There are four kinds of ideas which really make an impact on India.

The first is: “the ideas that have arrived.” — These ideas have brought together something which has made India happen the way it is today.

Six factors — the rise of the notion of population as human capital, the rise of Indian entrepreneurs, the rise of English as a language of aspiration, technology as something empowering, globalization as a positive factor, and the deepening of democracy — has contributed to why India is today growing at rates it has never seen before.

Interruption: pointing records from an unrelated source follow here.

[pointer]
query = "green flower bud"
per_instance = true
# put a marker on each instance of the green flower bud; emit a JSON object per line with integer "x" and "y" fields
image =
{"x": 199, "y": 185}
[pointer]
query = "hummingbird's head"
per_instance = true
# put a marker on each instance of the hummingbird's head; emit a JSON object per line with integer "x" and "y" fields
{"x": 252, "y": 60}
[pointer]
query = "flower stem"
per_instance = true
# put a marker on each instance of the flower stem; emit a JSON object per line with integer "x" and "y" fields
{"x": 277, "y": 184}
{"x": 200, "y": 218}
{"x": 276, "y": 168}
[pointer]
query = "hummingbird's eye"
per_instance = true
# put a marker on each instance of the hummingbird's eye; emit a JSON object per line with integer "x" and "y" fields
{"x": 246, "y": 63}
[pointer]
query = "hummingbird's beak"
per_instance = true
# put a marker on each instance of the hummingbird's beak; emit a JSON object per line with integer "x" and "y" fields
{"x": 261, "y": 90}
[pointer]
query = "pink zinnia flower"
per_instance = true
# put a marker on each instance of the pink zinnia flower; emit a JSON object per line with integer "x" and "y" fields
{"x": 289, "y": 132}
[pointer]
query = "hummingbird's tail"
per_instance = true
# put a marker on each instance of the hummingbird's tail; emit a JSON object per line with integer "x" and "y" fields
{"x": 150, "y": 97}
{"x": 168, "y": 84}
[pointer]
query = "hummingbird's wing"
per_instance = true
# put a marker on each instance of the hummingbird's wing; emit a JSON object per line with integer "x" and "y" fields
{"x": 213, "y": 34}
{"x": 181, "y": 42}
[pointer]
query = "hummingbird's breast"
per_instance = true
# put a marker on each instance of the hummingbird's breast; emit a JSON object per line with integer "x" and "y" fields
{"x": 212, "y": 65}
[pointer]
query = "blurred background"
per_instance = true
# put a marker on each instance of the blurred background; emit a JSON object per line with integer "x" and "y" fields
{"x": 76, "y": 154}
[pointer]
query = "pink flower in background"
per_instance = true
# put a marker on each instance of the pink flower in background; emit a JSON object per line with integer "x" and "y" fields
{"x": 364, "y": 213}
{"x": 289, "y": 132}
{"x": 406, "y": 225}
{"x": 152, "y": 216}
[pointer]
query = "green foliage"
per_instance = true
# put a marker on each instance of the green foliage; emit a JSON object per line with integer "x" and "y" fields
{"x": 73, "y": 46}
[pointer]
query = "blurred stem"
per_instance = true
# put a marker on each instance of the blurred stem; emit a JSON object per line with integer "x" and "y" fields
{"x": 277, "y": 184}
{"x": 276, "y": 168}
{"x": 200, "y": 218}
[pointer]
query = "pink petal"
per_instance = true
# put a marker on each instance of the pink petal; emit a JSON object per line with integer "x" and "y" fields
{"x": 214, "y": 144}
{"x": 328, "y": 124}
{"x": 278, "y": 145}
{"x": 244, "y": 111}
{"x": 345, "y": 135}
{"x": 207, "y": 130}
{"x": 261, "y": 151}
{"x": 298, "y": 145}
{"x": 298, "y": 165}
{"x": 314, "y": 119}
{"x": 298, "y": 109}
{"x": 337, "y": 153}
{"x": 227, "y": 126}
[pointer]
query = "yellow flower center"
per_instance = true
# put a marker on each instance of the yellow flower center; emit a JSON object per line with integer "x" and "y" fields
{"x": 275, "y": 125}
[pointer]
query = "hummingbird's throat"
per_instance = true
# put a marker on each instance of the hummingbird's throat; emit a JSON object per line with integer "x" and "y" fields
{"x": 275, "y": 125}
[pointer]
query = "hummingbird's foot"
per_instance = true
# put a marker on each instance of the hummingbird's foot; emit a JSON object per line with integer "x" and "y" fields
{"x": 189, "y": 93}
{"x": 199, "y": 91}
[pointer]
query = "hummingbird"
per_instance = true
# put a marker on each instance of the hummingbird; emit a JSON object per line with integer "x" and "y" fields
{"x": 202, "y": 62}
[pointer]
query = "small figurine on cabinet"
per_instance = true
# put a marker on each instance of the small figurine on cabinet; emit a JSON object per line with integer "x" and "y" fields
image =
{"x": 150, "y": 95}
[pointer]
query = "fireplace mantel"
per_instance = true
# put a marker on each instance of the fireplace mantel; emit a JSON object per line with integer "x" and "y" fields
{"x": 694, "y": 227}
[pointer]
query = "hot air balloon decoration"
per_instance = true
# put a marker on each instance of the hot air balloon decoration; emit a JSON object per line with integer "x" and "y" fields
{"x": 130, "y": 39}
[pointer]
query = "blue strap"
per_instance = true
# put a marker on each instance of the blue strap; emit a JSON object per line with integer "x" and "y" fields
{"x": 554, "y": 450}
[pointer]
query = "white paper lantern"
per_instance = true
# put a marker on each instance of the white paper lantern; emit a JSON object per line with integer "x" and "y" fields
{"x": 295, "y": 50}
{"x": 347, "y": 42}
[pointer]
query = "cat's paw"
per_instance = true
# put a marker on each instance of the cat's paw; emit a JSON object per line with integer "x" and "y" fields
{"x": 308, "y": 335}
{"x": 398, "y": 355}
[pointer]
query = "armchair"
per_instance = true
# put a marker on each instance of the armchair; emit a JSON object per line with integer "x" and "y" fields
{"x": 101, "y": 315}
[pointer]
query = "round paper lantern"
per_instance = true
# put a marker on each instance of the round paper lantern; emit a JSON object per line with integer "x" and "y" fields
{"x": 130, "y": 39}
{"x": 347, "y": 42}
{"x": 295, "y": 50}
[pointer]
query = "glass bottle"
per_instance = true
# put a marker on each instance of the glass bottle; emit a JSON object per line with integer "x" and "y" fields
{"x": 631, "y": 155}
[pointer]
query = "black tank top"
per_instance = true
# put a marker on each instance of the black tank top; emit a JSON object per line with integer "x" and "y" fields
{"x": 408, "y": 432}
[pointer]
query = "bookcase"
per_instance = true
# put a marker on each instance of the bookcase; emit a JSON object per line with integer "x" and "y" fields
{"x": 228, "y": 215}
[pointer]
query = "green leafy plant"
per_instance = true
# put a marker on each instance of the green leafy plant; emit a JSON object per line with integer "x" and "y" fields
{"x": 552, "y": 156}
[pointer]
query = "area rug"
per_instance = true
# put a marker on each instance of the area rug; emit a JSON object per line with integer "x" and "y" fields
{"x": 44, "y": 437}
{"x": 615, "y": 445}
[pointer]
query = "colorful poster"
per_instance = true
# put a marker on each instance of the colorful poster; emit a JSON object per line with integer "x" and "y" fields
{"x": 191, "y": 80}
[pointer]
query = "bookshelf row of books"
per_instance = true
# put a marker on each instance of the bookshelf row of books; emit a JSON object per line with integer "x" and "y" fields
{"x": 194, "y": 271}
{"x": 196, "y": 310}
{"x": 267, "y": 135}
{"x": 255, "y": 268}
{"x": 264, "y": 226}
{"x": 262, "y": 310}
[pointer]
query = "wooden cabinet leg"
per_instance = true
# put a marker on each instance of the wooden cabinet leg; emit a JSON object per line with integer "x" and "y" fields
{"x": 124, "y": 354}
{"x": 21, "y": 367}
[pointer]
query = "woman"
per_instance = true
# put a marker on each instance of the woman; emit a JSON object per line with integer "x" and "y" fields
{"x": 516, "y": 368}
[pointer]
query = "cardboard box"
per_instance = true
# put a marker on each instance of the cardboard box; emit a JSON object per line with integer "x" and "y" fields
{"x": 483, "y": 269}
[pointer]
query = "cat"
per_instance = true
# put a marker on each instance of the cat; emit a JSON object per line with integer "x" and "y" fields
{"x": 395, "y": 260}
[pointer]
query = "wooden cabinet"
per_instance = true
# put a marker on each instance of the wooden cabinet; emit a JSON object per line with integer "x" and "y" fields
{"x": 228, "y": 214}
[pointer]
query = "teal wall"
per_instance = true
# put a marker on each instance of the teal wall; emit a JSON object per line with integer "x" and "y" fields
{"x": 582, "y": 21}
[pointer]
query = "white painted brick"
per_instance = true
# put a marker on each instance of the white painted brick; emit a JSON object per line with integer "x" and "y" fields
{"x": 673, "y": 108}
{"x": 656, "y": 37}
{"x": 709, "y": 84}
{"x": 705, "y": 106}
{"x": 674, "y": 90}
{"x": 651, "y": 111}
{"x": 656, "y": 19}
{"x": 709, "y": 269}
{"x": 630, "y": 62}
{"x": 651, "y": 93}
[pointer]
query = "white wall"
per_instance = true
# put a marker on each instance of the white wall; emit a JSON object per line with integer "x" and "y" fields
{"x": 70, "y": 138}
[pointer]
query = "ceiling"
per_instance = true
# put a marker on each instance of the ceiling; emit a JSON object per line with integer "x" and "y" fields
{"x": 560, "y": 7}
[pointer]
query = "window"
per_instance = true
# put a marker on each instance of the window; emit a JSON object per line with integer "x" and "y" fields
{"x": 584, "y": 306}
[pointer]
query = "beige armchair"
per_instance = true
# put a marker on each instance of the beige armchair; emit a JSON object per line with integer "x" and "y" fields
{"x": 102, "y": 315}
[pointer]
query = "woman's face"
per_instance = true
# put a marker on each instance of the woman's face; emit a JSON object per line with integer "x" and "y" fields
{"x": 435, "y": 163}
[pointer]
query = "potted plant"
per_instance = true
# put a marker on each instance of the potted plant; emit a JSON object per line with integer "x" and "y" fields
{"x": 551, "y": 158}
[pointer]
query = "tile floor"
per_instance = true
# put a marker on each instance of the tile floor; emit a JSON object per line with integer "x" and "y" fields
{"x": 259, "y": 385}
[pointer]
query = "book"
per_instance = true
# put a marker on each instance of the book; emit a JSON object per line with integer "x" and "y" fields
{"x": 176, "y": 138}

The second set of ideas is: the “ideas in progress.” — Those are ideas which have been accepted but not implemented yet.

The four factors –the ones of primary education, infrastructure, urbanization, and single market — are ideas in India which have been accepted, but not implemented.

The third set of ideas is: “ideas that we argue about” — those are ideas where we have a fight, an ideological battle about how to do things.

The three factors  –  ideological issues of caste and other things; the labor policies that make it so difficult for entrepreneurs to create standardized jobs in companies and, that 93 percent of Indian labor is in the unorganized sector and higher education in  India is completely regulated.- where consensus needs to be arrived at.

And the fourth thing and the most important, is: “the ideas that we need to anticipate.” –Because when you are a developing country in the world where you can see the problems that other countries are having, you can actually anticipate what they did and do things very differently.

The three ideas — use technology for governance, for direct benefits, for transparency, and many other things; the health issue [a set of poor country diseases with a set of rich country diseases]; the problem of entitlement — the cost of social security, Medicare, Medicaid etc. [ a chance to put in place a modern pension system so as to avoid entitlement problems as the Indian Demographic Society grows old];  to marry environment and development, i.e. no more environmental degradation as the physical development grows at around 8 to 9% p.a.—which require anticipation from what others did and do.

When the whole process of a billion people going to prosperity is in the fast forward mode, having a clear strategy is important for India and important for the world.

After almost, three years also his views on “ideas that we argue about” and “the ideas that we need to anticipate” still seem to demand as much attention and action as was possibly anticipated when he delivered this speech originally.

One of that topic is UID, under watch by all.